Yeah..not to forget I'm always wearing orange clogs and a t-shirt with windmills


----------



## MarcelDH (Jul 5, 2010)

O.k. seems we have a decent group tonight! See you all there!


----------



## Nightshadow (Sep 21, 2010)

Just for that I say everyone dye their hair blonde and look tall and handsome so that Selenium has no clue who the real Marcel is. LOL.


----------



## Moe78 (Oct 29, 2010)

I'll be sure to carry my chocolate sprinkles dispenser around just to confuse her


----------



## selennium (Jan 5, 2011)

MarcelDH said:


> Yeah..not to forget I'm always wearing orange clogs and a t-shirt with windmills


lol, ok, you're the Dutch guy I mistook for French! Got it!


----------



## selennium (Jan 5, 2011)

Moe78 said:


> I suggested we all wear costumes from cartoons or movies but I guess tags would work too!
> 
> I used to forget people's names the second they tell me them, had to learn to remember those names but I still forget a name or two now!

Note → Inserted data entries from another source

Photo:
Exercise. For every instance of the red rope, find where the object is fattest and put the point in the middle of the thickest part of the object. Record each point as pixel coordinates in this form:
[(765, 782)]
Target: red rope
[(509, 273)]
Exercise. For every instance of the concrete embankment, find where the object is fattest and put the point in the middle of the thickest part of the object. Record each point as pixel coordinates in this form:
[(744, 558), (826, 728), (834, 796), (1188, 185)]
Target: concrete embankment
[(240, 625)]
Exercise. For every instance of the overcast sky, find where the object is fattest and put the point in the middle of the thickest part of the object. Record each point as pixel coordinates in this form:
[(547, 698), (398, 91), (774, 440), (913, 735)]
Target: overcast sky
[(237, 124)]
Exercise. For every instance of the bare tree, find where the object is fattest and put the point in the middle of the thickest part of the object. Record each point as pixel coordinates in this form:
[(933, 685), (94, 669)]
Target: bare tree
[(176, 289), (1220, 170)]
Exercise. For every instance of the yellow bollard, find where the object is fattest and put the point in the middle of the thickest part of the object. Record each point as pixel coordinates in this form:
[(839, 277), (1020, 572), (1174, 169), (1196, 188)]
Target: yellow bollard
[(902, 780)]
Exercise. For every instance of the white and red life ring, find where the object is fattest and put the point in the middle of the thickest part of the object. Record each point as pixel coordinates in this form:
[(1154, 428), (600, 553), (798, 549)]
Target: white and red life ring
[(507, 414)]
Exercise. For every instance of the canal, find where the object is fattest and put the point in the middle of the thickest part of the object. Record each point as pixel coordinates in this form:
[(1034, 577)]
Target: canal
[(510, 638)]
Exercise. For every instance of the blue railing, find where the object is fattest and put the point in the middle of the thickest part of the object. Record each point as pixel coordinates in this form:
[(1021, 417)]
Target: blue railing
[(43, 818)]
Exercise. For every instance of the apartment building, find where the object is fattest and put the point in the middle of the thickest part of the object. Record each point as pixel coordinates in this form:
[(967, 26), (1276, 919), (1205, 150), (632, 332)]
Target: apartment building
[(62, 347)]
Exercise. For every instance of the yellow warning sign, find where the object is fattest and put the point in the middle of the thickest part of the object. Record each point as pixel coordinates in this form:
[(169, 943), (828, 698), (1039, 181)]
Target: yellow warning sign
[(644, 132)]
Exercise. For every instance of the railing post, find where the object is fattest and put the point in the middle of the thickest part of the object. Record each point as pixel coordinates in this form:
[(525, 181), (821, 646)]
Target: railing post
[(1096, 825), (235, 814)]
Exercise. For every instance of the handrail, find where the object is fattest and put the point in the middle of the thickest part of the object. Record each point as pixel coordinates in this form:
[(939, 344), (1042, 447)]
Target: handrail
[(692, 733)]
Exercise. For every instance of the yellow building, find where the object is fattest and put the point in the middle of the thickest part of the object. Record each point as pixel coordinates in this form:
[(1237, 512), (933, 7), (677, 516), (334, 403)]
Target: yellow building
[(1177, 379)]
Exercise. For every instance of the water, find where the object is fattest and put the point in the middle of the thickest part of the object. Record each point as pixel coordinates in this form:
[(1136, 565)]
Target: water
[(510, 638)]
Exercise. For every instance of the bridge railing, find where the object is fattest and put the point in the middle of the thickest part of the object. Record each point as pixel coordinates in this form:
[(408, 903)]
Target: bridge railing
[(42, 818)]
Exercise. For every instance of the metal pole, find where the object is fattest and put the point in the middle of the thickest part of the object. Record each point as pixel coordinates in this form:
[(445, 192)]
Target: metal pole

Im gonna try.. thank goodness yours was easy to remember, Moe!


----------



## selennium (Jan 5, 2011)

ipshi said:


> erm yea... marcel cud live with that description i guess
> 
> name tags or not... im sure ur gonna have loads of fun!


Unfortunately I won't be able to make it tonight... but I hope every one has loads of fun regardless, with or without costumes and chocolate sprinkles or blond wigs


----------



## Yoga girl (Oct 19, 2008)

selennium said:


> Unfortunately I won't be able to make it tonight... but I hope every one has loads of fun regardless, with or without costumes and chocolate sprinkles or blond wigs


Sorry guys I just caught up with this thread now. Had a long 48 hours... can't wait to chill tonight!

@ Ipshi, thanks for the WOMAN in the description..
@ Marcel, didn't you forget to add that you only ever eat coleslaw with Old Amsterdam cheese? 
@ Selennium.....ehem.... I am sure if someone tells me your real name I will know who you are.. but I am drawing a blank here with putting a name (selennium) to a face and or avatar... :noidea:
That should make you feel better!


----------



## Nightshadow (Sep 21, 2010)

Ugh, Im so angry... Im not feeling too well but Im dying to see this bar. I think Im going to pop in for a drink... just to get a glance at the view and to say hi to you guys, even though I did just see most of you last night, Hah.


----------



## Bon Bon (Dec 18, 2010)

My regards to all


----------